|By Susan Emerson Nutter
NEW YORK — All the colors. All those crazy designs. Resort wear all the “it” ladies of Key West and West Palm Beach had to have in the 60s and 70s. For ages, those who love Lilly Pulitzer’s clothing line thought Lilly was the genius behind the prints. Now the Cooper Hewitt, Smithsonian Design Museum’s spring 2020 exhibition celebrating the prolific textile designer Suzie Zuzek (Agnes Helen Zuzek dePoo, American, 1920–2011) tells another story.
It was Zuzek’s imaginative designs and playful prints that played such a key role in the success of the Lilly Pulitzer clothing line in the 1960s and 1970s. Suzie Zuzek for Lilly Pulitzer: The Prints That Made the Fashion Brand opening July 24, will be the first museum exhibition to reveal the nature and scope of Zuzek’s artistic contribution to the iconic Pulitzer style. The exhibition is organized by Susan Brown, associate curator, textiles, Cooper Hewitt.
More than 35 original watercolor and gouache design drawings by Zuzek, alongside finished screen-printed textiles and some of the fashions that made them famous will be on display. Key West Hand Print Fabrics of Key West was where Zuzek worked between 1962 and 1985 creating more than 1,500 designs for the company.

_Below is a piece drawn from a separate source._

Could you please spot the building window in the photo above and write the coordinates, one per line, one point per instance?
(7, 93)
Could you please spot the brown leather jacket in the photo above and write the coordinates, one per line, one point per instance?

It was this company’s designs that Pulitzer utilized to make her fashions. Kudos to Pulitzer for seeing how fantastic Zuzek’s designs were and being cutting edge enough to use them. But she didn’t stop there. Not only did Pulitzer develop a close partnership with Key West Hand Print Fabrics, she eventually bought controlling interest in the company.
Lovers of Lilly will tell you the Zuzek’s prints are instantly recognizable; instantly associated with Lilly Pulitzer. The fact these fanciful prints were favored by the likes of Jacqueline Kennedy Onassis and Audrey Hepburn just added to their popularity and have-to-have status.
“For nearly a quarter of a century, Zuzek’s limitless creativity powered the ’Lilly look,’” said Caroline Baumann, director of Cooper Hewitt. “Long overdue for public recognition, this exhibition will tell the important story of a talented American designer who worked anonymously in support of a larger brand.”
The archive of Key West Hand Print Fabrics, which are privately owned, includes watercolor designs and pen-and-ink drawings by Zuzek from her 23 years as a staff designer. Included in the exhibit are 10 drawings recently acquired for the museum’s collection through a gift from the archive. Displayed together in this exhibit, Zuzek’s designs showcase her extraordinarily creative treatment of various subjects, including mythical creatures and cosmology, to the flora and fauna of the Florida Keys.
The palette of colors Zuzek utilized were typically naturalistic, employing both the brilliant hues of the tropical flowers as well as the subtle shades of browns, ochres, and grays used in her renderings of animals. As any Lilly fan knows, the fabrics for the Pulitzer brand were printed in beyond-bright, vivid colors. The exhibition is unique in showing how the artist’s original designs were translated to the process of silkscreen printing and then, fashion.
Rizzoli Electa will also publish a book corresponding to the exhibition; Suzie Zuzekfor Lilly Pulitzer:The Artist Behind an Iconic American Fashion Brand, 1962–1985 with essays by Susan Brown and Caroline Rennolds Milbank.